Something is wrong with your motor or PCV system.

That is NOT normal behavior.

I have 40k on the clock and barely use ANY oil, like other people have stated. I just changed out my DV to the latest version, and was prepared to have oil dump out of the piping on me - it was perfectly clean inside.


----------



## bostonaudi1 (May 14, 2006)

xtravbx said:


> Something is wrong with your motor or PCV system.
> 
> That is NOT normal behavior.
> 
> I have 40k on the clock and barely use ANY oil, like other people have stated. I just changed out my DV to the latest version, and was prepared to have oil dump out of the piping on me - it was perfectly clean inside.


Is your motor stock? 

Talk to any techs who work on these daily, and the general consensus is these motors tend to use rather high amounts of oil. Admittedly likely worse with higher boost than normal. My engine is in perfect running order, just likes oil. But this should tell you everything, the bar set by VW itself for abnormal consumption is 1qt per 1000 mi, that's 5 quarts between 5k oil changes! Normal? :screwy:


----------



## theguy1084 (Feb 4, 2007)

I am so tired of the cam follower hype. Its not really an issue anymore with the revised parts


----------



## jhines_06gli (Feb 3, 2006)

theguy1084 said:


> I am so tired of the cam follower hype. Its not really an issue anymore with the revised parts


That is not entirely true. It's still a maint. item and must be checked/replaced. I've replaced just as many "B" revision camshafts at the shop in 2007-2008 cars. So it's still a fact of just catching the follower before it starts to wear through. Once all the wear-in coating is gone(the black coating).....it doesn't take long to have the follower crack and start to fly apart!

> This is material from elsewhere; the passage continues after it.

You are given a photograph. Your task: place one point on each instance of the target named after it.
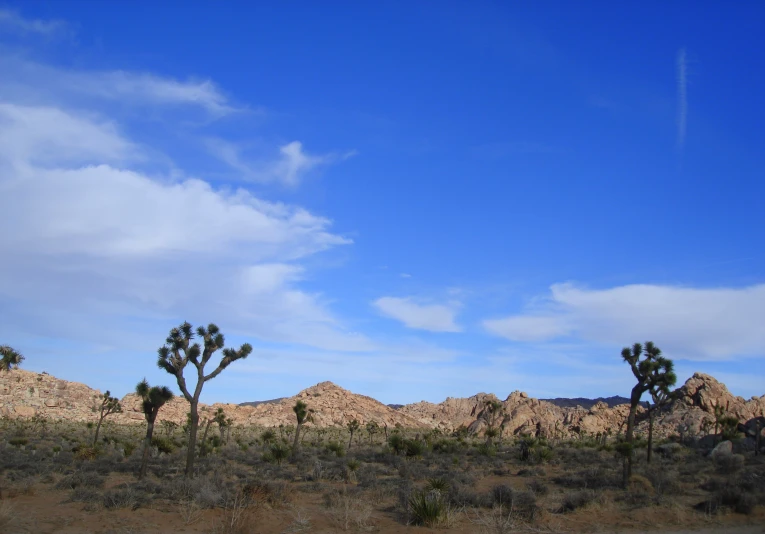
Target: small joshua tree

But no.....it's not as bad as people make it out to be. The engine is overall pretty good, just a little more issue than others. The 1.8T Passat had it's oil pressure/sludge issues. The FSI has it's cam follower issue. The TSI has it's intake manifold problems. There are weak points to all the engines.


----------



## xtravbx (May 21, 2005)

bostonaudi1 said:


> Is your motor stock?
> 
> Talk to any techs who work on these daily, and the general consensus is these motors tend to use rather high amounts of oil. Admittedly likely worse with higher boost than normal. My engine is in perfect running order, just likes oil. But this should tell you everything, the bar set by VW itself for abnormal consumption is 1qt per 1000 mi, that's 5 quarts between 5k oil changes! Normal? :screwy:


I can't say I talk with techs daily. I can say that my motor consumes less oil than what I hear other people's motors eat up. It makes me think that something is not correct is all - and that people should push to have things resolved under the power train warranty if possible.

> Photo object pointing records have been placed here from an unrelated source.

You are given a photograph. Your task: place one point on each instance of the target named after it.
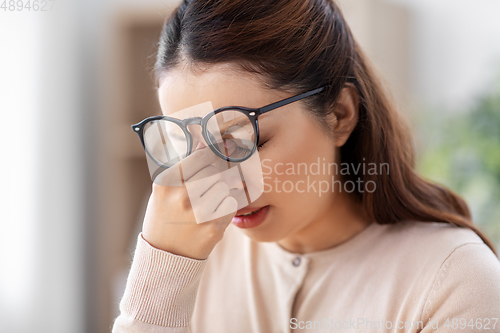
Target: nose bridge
(198, 140)
(192, 121)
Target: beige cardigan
(408, 277)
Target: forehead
(219, 84)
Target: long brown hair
(300, 45)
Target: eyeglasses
(231, 132)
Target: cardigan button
(296, 261)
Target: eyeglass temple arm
(289, 100)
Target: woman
(381, 249)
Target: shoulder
(425, 242)
(462, 271)
(467, 285)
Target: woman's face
(298, 189)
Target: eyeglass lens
(229, 132)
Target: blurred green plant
(461, 150)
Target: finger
(227, 207)
(197, 161)
(198, 187)
(205, 206)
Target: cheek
(295, 167)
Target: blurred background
(74, 75)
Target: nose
(198, 140)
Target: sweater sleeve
(160, 292)
(465, 295)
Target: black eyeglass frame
(251, 113)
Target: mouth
(250, 217)
(248, 211)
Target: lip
(250, 221)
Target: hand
(170, 220)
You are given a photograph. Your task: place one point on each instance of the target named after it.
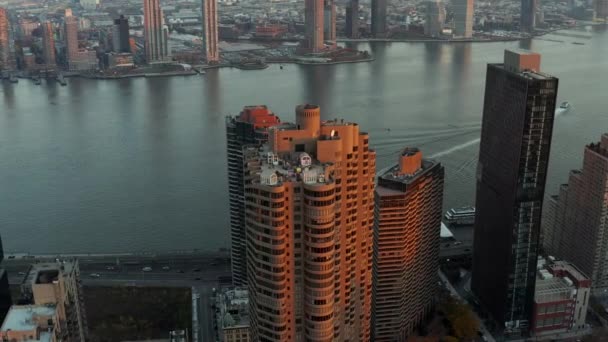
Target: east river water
(140, 164)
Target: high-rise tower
(352, 19)
(329, 26)
(48, 43)
(6, 62)
(435, 18)
(600, 9)
(120, 35)
(406, 245)
(210, 31)
(527, 19)
(575, 225)
(314, 21)
(463, 18)
(250, 127)
(379, 18)
(155, 33)
(71, 38)
(517, 126)
(309, 216)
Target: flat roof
(21, 317)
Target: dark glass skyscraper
(250, 127)
(517, 127)
(378, 18)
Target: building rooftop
(234, 308)
(26, 318)
(48, 272)
(293, 167)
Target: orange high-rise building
(409, 201)
(309, 210)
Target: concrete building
(210, 31)
(6, 58)
(407, 229)
(71, 38)
(58, 284)
(463, 17)
(314, 18)
(250, 127)
(560, 299)
(378, 18)
(31, 323)
(48, 43)
(575, 224)
(329, 23)
(527, 19)
(234, 315)
(120, 35)
(309, 216)
(517, 127)
(435, 18)
(352, 19)
(600, 9)
(155, 33)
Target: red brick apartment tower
(309, 212)
(409, 201)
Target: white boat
(460, 216)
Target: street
(197, 271)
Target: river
(139, 164)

My ecu is APR flashed, neuspeed intake, and will have water/meth added this week :laugh:


----------



## theguy1084 (Feb 4, 2007)

jhines_06gli said:


> That is not entirely true. It's still a maint. item and must be checked/replaced. I've replaced just as many "B" revision camshafts at the shop in 2007-2008 cars. So it's still a fact of just catching the follower before it starts to wear through. Once all the wear-in coating is gone(the black coating).....it doesn't take long to have the follower crack and start to fly apart!
> 
> But no.....it's not as bad as people make it out to be. The engine is overall pretty good, just a little more issue than others. The 1.8T Passat had it's oil pressure/sludge issues. The FSI has it's cam follower issue. The TSI has it's intake manifold problems. There are weak points to all the engines.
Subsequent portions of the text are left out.